MR sialography may be inferior to conventional X-ray sialography for the visualization of the smallest branches of the duct system, but provides superior visualization of the periductal soft tissue structures and is less invasive.
The spatial resolution of MR sialography is inferior to sialendoscopy for differentiation between stones, mucus plugs, and intraductal lesions, but again is less invasive.
Sialendoscopy
A minimally invasive technique to aid visualization and treatment of sialoliths, anatomic malformations, polyps, foreign bodies, and ductal strictures.

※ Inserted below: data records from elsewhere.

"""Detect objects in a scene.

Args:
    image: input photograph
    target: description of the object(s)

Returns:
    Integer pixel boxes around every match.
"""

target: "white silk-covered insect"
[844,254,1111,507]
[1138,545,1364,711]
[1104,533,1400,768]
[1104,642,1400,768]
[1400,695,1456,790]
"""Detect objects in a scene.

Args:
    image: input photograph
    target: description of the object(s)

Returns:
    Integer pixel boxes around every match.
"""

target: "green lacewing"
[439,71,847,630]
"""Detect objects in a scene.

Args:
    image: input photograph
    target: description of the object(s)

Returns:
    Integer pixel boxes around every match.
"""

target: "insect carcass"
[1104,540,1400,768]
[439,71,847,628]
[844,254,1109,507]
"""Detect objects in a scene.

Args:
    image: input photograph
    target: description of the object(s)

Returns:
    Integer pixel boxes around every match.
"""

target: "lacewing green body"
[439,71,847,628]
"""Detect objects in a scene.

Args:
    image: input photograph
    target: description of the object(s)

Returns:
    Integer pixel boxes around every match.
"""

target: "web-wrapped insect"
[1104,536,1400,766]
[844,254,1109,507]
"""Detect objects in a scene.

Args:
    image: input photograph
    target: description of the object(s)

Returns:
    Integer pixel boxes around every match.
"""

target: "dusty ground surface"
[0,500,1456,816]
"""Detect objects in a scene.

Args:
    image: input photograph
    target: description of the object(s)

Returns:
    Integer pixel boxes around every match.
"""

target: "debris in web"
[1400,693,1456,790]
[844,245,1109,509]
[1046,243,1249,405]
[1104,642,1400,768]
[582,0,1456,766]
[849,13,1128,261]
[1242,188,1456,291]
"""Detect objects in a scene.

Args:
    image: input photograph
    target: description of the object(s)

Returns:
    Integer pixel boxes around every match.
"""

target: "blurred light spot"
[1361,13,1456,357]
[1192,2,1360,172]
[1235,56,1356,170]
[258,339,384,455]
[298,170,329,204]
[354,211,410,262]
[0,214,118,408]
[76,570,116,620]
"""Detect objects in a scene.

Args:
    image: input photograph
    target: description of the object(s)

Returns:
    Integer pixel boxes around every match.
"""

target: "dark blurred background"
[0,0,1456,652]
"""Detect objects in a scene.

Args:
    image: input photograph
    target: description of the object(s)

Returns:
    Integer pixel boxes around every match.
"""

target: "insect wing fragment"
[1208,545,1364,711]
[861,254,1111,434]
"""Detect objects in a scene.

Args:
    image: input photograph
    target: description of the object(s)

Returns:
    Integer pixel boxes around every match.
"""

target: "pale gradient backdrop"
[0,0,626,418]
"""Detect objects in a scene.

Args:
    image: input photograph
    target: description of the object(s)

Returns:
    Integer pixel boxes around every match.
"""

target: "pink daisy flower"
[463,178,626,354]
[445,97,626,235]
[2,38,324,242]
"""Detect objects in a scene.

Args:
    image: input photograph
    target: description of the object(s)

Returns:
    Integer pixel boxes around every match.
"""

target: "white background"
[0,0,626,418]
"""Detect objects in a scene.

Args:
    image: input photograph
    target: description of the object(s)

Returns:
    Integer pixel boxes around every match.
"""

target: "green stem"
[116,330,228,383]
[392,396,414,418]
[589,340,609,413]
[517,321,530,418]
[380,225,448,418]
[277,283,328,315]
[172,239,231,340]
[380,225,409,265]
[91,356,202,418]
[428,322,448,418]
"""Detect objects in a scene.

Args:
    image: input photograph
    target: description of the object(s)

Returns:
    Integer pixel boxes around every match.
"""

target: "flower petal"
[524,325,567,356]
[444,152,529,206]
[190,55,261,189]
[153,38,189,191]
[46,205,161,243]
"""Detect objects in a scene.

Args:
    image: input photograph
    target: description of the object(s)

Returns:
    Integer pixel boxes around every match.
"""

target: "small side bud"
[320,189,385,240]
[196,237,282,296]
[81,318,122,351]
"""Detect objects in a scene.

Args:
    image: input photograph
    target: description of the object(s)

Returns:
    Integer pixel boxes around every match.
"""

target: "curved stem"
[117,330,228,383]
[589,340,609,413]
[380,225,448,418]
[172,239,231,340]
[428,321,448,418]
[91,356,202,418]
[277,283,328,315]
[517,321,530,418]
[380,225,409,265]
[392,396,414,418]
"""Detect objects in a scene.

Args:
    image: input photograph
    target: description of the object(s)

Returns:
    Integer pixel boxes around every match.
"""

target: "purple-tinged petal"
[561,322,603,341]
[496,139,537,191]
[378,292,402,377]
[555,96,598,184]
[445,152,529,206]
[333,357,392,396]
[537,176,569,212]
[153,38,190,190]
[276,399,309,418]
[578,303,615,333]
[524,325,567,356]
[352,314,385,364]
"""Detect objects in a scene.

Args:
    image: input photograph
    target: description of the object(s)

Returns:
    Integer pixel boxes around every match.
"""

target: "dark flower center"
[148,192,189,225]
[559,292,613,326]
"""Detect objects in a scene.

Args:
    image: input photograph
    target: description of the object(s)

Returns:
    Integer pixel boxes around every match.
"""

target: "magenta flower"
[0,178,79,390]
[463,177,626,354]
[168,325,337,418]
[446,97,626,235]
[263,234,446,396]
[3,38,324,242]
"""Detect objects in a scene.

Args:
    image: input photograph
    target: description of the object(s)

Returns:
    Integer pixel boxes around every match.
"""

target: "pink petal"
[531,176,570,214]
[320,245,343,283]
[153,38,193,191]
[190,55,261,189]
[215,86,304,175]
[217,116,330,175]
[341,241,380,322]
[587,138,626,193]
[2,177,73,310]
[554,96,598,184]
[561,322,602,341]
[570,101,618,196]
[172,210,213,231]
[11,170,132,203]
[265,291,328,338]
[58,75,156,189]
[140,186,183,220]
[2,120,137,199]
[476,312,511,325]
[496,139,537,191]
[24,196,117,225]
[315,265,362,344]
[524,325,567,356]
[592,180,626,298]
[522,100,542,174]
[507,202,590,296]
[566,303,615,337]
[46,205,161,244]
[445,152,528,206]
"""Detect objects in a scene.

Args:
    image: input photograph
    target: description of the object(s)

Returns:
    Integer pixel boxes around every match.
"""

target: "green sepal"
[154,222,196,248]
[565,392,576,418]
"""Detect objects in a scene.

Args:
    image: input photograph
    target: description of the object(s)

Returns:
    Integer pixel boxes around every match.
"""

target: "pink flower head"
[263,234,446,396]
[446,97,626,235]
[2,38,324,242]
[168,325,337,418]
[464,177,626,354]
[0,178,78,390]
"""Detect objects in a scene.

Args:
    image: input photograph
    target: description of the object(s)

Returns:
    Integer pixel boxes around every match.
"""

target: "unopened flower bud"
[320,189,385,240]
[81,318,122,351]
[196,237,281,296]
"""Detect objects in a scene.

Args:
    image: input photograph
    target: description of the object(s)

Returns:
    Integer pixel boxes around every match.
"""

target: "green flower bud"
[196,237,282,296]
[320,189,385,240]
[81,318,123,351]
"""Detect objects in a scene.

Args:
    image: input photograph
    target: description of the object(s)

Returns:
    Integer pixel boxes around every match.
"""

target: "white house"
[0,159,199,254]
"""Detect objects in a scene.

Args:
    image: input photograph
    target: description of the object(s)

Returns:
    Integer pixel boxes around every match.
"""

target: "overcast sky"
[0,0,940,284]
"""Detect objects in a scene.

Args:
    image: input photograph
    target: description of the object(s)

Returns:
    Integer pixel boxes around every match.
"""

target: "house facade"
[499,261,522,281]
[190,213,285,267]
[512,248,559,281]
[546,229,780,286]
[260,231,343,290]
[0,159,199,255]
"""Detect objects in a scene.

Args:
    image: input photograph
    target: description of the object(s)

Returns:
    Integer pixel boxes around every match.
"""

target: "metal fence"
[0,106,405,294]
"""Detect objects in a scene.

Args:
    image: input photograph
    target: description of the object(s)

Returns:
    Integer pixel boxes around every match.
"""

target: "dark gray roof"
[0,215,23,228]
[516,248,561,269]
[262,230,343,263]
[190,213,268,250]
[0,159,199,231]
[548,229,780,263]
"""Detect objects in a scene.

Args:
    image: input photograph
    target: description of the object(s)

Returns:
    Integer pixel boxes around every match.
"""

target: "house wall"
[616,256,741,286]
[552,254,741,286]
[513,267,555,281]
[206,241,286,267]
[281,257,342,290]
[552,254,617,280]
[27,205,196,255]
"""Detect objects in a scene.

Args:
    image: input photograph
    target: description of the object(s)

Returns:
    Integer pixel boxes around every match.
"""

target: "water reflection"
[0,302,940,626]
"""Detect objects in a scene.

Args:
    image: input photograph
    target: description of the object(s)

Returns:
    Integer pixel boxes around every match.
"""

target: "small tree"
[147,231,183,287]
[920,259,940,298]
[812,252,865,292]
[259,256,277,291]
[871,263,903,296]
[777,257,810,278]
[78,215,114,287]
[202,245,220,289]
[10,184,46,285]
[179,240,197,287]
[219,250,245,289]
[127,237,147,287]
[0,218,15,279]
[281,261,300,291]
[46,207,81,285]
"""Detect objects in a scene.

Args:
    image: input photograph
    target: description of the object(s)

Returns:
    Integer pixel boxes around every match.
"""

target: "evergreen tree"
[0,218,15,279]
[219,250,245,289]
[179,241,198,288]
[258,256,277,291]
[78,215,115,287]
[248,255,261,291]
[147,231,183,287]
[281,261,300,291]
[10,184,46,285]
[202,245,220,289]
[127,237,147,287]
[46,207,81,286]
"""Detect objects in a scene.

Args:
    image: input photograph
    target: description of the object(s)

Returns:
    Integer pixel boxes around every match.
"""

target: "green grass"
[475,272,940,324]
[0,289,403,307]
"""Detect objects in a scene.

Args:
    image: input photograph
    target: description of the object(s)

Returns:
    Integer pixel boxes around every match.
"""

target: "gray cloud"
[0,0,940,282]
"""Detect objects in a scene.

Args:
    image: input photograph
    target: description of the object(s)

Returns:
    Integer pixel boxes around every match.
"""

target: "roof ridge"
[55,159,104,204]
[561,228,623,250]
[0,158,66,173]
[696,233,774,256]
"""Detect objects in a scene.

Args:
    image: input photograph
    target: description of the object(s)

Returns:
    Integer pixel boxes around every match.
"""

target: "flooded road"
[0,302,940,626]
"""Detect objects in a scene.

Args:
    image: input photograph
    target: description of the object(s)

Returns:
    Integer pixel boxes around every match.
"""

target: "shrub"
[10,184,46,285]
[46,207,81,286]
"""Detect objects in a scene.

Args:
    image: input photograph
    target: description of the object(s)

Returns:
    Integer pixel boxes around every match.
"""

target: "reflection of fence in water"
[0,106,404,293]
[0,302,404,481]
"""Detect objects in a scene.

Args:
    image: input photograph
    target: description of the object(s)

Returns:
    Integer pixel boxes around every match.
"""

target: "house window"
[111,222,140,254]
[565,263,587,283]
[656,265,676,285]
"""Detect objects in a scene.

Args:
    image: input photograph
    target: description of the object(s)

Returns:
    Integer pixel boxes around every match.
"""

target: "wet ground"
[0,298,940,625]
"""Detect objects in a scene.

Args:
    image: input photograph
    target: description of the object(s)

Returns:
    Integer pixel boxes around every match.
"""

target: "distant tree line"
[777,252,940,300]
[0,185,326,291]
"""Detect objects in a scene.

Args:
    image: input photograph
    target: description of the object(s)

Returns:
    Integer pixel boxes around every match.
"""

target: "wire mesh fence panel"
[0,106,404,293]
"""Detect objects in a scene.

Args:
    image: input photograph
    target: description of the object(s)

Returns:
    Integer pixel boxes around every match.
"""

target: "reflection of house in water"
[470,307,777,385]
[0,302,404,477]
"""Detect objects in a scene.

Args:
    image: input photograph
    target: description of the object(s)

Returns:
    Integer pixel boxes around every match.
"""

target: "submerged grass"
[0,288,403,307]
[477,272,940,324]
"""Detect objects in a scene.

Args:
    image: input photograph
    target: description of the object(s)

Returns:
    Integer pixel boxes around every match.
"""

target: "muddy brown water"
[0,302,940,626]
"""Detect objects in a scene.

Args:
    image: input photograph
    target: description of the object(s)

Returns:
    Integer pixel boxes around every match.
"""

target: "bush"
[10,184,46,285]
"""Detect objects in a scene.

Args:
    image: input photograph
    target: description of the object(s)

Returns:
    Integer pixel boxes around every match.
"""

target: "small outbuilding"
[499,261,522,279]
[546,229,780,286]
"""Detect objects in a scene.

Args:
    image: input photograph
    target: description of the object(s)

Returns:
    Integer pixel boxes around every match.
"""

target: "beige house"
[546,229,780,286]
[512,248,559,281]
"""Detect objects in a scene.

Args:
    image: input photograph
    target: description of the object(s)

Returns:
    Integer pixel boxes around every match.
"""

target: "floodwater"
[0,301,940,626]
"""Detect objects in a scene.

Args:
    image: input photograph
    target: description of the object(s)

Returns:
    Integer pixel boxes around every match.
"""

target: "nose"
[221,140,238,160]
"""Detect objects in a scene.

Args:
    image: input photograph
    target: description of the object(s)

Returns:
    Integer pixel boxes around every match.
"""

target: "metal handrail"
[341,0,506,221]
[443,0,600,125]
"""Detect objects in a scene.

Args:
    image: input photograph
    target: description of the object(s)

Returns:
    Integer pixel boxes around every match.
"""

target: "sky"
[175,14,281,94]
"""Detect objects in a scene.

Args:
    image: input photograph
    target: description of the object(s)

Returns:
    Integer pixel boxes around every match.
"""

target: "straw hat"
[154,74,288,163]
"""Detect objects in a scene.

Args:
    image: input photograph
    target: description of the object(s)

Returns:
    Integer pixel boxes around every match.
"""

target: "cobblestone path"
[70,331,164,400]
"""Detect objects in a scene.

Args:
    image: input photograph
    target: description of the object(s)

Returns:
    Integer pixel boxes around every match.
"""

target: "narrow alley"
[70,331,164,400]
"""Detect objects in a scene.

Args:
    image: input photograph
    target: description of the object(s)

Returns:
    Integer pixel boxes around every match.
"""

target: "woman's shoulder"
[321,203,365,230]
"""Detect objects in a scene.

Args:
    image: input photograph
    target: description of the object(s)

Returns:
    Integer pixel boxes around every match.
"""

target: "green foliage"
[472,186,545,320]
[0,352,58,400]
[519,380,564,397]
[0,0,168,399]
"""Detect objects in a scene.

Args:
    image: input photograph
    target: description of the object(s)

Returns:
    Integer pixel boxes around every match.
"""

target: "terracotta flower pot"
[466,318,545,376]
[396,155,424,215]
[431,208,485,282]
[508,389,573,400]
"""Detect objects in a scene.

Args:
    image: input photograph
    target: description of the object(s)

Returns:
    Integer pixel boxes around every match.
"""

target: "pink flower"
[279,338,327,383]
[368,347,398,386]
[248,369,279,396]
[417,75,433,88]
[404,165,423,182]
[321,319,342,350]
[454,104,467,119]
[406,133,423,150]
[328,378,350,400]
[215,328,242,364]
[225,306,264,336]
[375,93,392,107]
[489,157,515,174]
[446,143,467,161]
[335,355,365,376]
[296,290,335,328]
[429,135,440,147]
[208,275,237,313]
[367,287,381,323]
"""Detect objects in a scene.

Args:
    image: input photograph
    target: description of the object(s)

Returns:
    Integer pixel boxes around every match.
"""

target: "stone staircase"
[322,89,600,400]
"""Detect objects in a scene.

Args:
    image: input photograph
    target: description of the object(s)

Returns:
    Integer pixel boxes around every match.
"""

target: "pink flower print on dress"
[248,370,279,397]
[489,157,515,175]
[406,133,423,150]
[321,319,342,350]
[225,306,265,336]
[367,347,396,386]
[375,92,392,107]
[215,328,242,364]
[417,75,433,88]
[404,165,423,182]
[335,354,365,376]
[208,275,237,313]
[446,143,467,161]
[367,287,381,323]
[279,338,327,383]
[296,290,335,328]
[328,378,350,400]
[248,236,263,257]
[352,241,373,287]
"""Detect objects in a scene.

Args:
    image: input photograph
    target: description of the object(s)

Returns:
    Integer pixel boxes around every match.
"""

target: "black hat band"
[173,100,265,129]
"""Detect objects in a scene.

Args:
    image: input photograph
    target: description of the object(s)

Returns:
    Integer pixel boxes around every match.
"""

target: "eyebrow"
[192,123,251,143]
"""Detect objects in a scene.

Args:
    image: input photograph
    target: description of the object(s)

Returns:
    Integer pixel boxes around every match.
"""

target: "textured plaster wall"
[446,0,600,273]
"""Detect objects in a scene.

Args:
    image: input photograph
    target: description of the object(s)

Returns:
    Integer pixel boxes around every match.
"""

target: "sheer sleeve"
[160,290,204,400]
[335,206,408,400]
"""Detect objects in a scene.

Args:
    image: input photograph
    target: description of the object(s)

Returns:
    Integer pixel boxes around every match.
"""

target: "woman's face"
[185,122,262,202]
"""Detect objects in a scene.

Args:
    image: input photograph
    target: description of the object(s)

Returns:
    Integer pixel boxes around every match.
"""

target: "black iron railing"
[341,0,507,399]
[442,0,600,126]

Sialendoscopy is an established technique though tends to be available in tertiary centers
It is avoided in acute inflammation because of an increased risk of infection and duct perforation.
Scintigraphy
Scintigraphy with Tc-99m pertechnetate may be indicated when removal of a dysfunctional gland is being considered. It can be used to assess function after the treatment of obstructive sialadenitis or following radiotherapy.[35]
Scintigraphy is of value in determining the degree of salivary gland hypofunction in Sjogren syndrome.
MRI
MRI, and sometimes CT imaging, is required if neoplasia is suspected.[35]
MRI is the most reliable method for delineating soft tissue changes.